A new research paper published Friday takes another look at the remains of three people found at the site and given a state burial by Israel as Jewish heroes. The remains, the study says, could actually be those of the Jews' Roman enemies.
The remains of two male skeletons and a full head of woman's hair, including two braids, were found in a bathhouse by archaeologists in the 1960s. They were long thought to belong to a family of Zealots, the fanatic Jewish rebels said to have killed themselves rather than fall into Roman slavery in A.D. 73, a story that plays an important role in Israel's national mythology.

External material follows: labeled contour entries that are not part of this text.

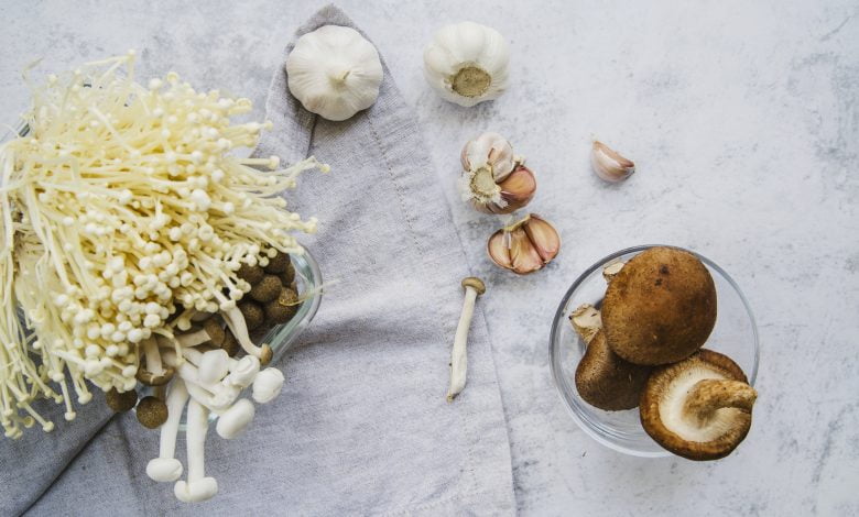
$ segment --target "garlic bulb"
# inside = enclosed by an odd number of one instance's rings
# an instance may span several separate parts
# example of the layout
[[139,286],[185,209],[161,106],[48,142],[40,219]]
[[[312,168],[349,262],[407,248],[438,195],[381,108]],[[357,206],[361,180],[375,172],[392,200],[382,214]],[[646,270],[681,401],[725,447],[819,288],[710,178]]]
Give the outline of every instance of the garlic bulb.
[[286,74],[290,91],[307,111],[339,121],[376,102],[382,63],[355,29],[325,25],[295,42]]
[[635,174],[635,164],[602,142],[594,141],[590,164],[597,176],[606,182],[619,183]]
[[460,156],[463,200],[486,213],[510,213],[528,205],[536,191],[534,173],[513,156],[513,147],[498,133],[470,140]]
[[531,213],[494,232],[487,251],[497,265],[526,275],[552,262],[561,251],[561,237],[548,221]]
[[424,73],[443,99],[471,107],[507,89],[510,50],[494,29],[474,22],[445,25],[424,51]]

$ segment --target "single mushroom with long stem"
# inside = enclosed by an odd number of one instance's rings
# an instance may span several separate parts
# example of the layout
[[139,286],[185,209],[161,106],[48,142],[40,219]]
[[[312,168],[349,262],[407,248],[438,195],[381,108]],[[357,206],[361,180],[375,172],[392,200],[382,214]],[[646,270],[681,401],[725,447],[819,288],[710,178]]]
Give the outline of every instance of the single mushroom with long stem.
[[180,420],[188,402],[188,391],[182,378],[171,383],[167,392],[167,420],[161,426],[161,444],[159,457],[150,460],[146,465],[146,475],[152,481],[162,483],[176,481],[182,475],[182,463],[174,458],[176,453],[176,435]]
[[471,327],[471,317],[475,314],[477,297],[486,293],[486,284],[480,278],[469,276],[463,279],[465,299],[463,312],[459,315],[459,323],[456,326],[454,348],[450,351],[450,387],[447,389],[447,402],[453,402],[465,388],[466,372],[468,370],[468,352],[466,342],[468,329]]
[[173,493],[183,503],[199,503],[218,493],[218,482],[206,476],[206,432],[209,428],[209,411],[192,398],[188,403],[187,438],[188,479],[173,485]]

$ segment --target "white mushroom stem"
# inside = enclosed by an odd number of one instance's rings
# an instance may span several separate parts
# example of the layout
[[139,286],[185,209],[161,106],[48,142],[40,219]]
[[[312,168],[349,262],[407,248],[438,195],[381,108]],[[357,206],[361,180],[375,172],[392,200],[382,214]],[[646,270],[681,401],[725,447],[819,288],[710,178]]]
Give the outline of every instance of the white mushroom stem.
[[180,364],[174,351],[165,351],[163,359],[168,365],[176,369],[176,373],[185,382],[192,398],[208,409],[216,413],[224,411],[239,397],[240,389],[237,386],[200,381],[199,370],[189,361],[182,361]]
[[141,344],[143,345],[143,355],[146,358],[146,371],[152,372],[152,375],[155,376],[164,375],[157,341],[154,338],[146,338]]
[[[227,355],[227,352],[224,350],[200,352],[195,349],[185,349],[182,353],[185,355],[185,359],[200,369],[200,376],[203,376],[203,371],[205,370],[206,372],[211,372],[208,375],[218,376],[218,380],[222,383],[240,388],[250,386],[260,372],[260,360],[253,355],[246,355],[237,360]],[[226,373],[224,375],[220,374],[225,365],[229,371],[229,375],[222,378]]]
[[459,323],[456,326],[456,337],[454,338],[454,349],[450,352],[450,387],[447,389],[447,402],[463,392],[466,384],[466,372],[468,370],[468,352],[466,342],[468,340],[468,329],[471,327],[471,318],[475,314],[475,301],[479,293],[471,285],[463,284],[465,287],[465,300],[463,301],[463,312],[459,315]]
[[698,422],[710,422],[722,408],[738,408],[751,411],[758,393],[747,383],[724,378],[698,381],[686,395],[683,410]]
[[198,344],[211,341],[211,337],[206,332],[206,329],[199,329],[194,332],[185,332],[176,336],[176,341],[183,346],[197,346]]
[[198,503],[210,499],[218,493],[218,482],[206,477],[206,432],[209,428],[209,411],[197,400],[188,404],[187,449],[188,480],[177,481],[173,493],[183,503]]
[[172,482],[182,475],[182,463],[174,457],[176,452],[176,435],[185,404],[188,402],[188,391],[181,378],[173,381],[167,393],[167,421],[161,426],[161,444],[159,457],[150,460],[146,475],[153,481]]

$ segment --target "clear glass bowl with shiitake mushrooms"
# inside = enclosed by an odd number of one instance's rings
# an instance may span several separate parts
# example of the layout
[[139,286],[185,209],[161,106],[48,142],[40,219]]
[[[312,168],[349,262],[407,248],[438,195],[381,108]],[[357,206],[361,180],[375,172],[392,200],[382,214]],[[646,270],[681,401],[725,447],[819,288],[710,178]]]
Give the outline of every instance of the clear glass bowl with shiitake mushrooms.
[[573,283],[555,314],[550,362],[574,420],[598,442],[638,457],[715,460],[749,432],[758,346],[749,302],[721,267],[642,245]]

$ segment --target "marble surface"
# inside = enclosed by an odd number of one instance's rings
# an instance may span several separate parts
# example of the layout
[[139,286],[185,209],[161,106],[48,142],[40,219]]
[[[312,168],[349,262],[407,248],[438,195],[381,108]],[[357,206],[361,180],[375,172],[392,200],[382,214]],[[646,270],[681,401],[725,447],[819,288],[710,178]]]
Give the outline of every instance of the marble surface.
[[[817,2],[339,2],[373,37],[423,123],[496,346],[524,515],[855,515],[859,513],[859,9]],[[671,3],[671,4],[670,4]],[[141,51],[143,76],[175,69],[250,97],[322,3],[224,0],[0,2],[0,111],[25,107],[20,72]],[[443,23],[501,30],[510,91],[461,109],[422,76]],[[501,132],[529,157],[531,209],[564,248],[520,278],[483,253],[498,222],[455,191],[463,143]],[[609,186],[588,168],[591,135],[639,166]],[[439,204],[444,200],[439,199]],[[433,207],[427,207],[433,209]],[[762,356],[754,425],[711,463],[643,460],[581,432],[552,383],[548,331],[568,285],[633,244],[696,250],[727,270],[757,312]]]

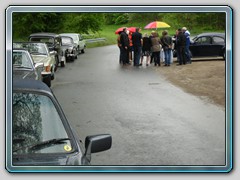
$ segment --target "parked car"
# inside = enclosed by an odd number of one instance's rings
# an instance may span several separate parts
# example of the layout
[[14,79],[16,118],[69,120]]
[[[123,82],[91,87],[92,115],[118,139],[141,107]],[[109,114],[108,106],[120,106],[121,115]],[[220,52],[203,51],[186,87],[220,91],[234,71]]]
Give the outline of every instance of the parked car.
[[[224,33],[202,33],[191,40],[191,57],[217,57],[222,56],[225,59],[225,34]],[[177,56],[174,53],[174,56]]]
[[57,70],[57,67],[60,63],[61,67],[64,67],[66,64],[66,60],[64,57],[64,52],[61,49],[62,40],[58,34],[55,33],[33,33],[29,36],[28,39],[30,42],[44,42],[47,44],[50,51],[56,51],[55,54],[55,68],[54,71]]
[[13,49],[12,51],[13,78],[43,80],[43,63],[34,63],[27,50]]
[[69,37],[73,38],[73,41],[77,46],[78,54],[85,53],[86,42],[83,39],[83,37],[81,36],[81,34],[78,34],[78,33],[61,33],[60,35],[61,36],[69,36]]
[[14,166],[90,165],[92,153],[111,148],[110,134],[87,136],[84,147],[41,81],[13,80],[12,110]]
[[15,42],[13,48],[23,48],[27,50],[34,63],[43,63],[44,71],[41,72],[43,82],[51,87],[51,80],[54,79],[55,51],[49,51],[47,45],[41,42]]
[[74,61],[77,59],[77,47],[76,44],[73,42],[73,39],[69,36],[61,35],[62,39],[62,50],[64,52],[66,61]]

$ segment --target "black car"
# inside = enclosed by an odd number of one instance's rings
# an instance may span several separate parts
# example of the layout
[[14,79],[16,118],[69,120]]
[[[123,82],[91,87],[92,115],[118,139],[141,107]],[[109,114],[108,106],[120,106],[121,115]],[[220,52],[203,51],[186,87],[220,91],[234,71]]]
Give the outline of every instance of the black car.
[[25,49],[13,49],[12,65],[14,79],[35,79],[44,81],[43,63],[34,63],[31,54]]
[[91,153],[111,148],[109,134],[87,136],[85,148],[51,89],[41,81],[13,80],[12,164],[89,165]]
[[69,36],[63,36],[62,38],[62,50],[64,52],[66,61],[74,61],[74,59],[77,59],[77,47],[76,44],[74,44],[73,39]]
[[55,54],[55,71],[60,63],[61,67],[65,66],[66,60],[64,57],[64,52],[61,49],[62,40],[59,34],[55,33],[33,33],[28,38],[31,42],[44,42],[47,44],[49,51],[56,51]]
[[[218,57],[225,59],[225,34],[202,33],[194,37],[189,46],[190,56],[195,57]],[[174,53],[175,54],[175,53]],[[174,55],[176,56],[176,54]]]

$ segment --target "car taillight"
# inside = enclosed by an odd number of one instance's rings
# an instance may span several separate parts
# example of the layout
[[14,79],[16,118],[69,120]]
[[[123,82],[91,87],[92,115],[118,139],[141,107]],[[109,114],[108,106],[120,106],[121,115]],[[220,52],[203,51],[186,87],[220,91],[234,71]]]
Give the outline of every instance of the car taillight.
[[50,72],[50,71],[51,71],[51,66],[50,66],[50,65],[45,66],[45,71],[46,71],[46,72]]

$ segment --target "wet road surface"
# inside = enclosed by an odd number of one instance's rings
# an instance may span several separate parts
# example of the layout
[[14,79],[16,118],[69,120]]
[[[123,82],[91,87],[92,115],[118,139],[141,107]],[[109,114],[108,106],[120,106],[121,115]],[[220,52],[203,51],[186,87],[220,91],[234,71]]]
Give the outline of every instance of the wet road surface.
[[225,112],[170,84],[156,68],[122,67],[117,46],[87,49],[52,89],[84,140],[110,133],[94,165],[224,165]]

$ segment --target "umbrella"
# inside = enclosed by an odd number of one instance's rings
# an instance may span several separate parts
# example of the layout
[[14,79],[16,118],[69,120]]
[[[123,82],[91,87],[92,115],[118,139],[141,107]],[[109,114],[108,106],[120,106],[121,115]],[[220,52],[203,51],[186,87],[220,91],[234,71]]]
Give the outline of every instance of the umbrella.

The bathhouse remains became a key part of the site's story. Yigael Yadin, the renowned Israeli archaeologist in charge of the first dig, thought they illustrated the historical account of Zealot men killing their wives and children and then themselves before Roman legionnaires breached Masada's defenses.
Upon finding the remains, the crew "relived the final and most tragic moments of the drama at Masada," Yadin wrote in his book documenting the dig, mentioning that the woman's "dark hair, beautifully plaited, looked as if it had just been freshly coiffeured."
"There could be no doubt that what our eyes beheld were the remains of some of the defenders of Masada," he wrote.
Along with other bodies found at Masada, the remains were recognized as those of Jewish heroes by Israel's government in 1969 and given a state burial, complete with Israeli soldiers carrying flag-draped coffins.
But anthropologist Joe Zias and forensics expert Azriel Gorski write in a paper in the June issue of the journal Near Eastern Archaeology that the remains buried with honors may not have been those of Jews at all, but of Romans.
The paper focuses on the hair, noting the odd absence of a skeleton to go with it. The researchers' new forensic analysis showed an even stranger fact _ the hair had been cut off the woman's head with a sharp instrument while she was still alive.
Zias' attempt to explain the discrepancy led him to the Old Testament's Book of Deuteronomy, where a passage says that foreign women captured in battle by Jews must have all their hair cut off, apparently an attempt to make them less attractive to their captors.
Zias concluded the hair belonged not to a Jewish woman but to a foreign woman who fell captive in the hands of Jewish fighters.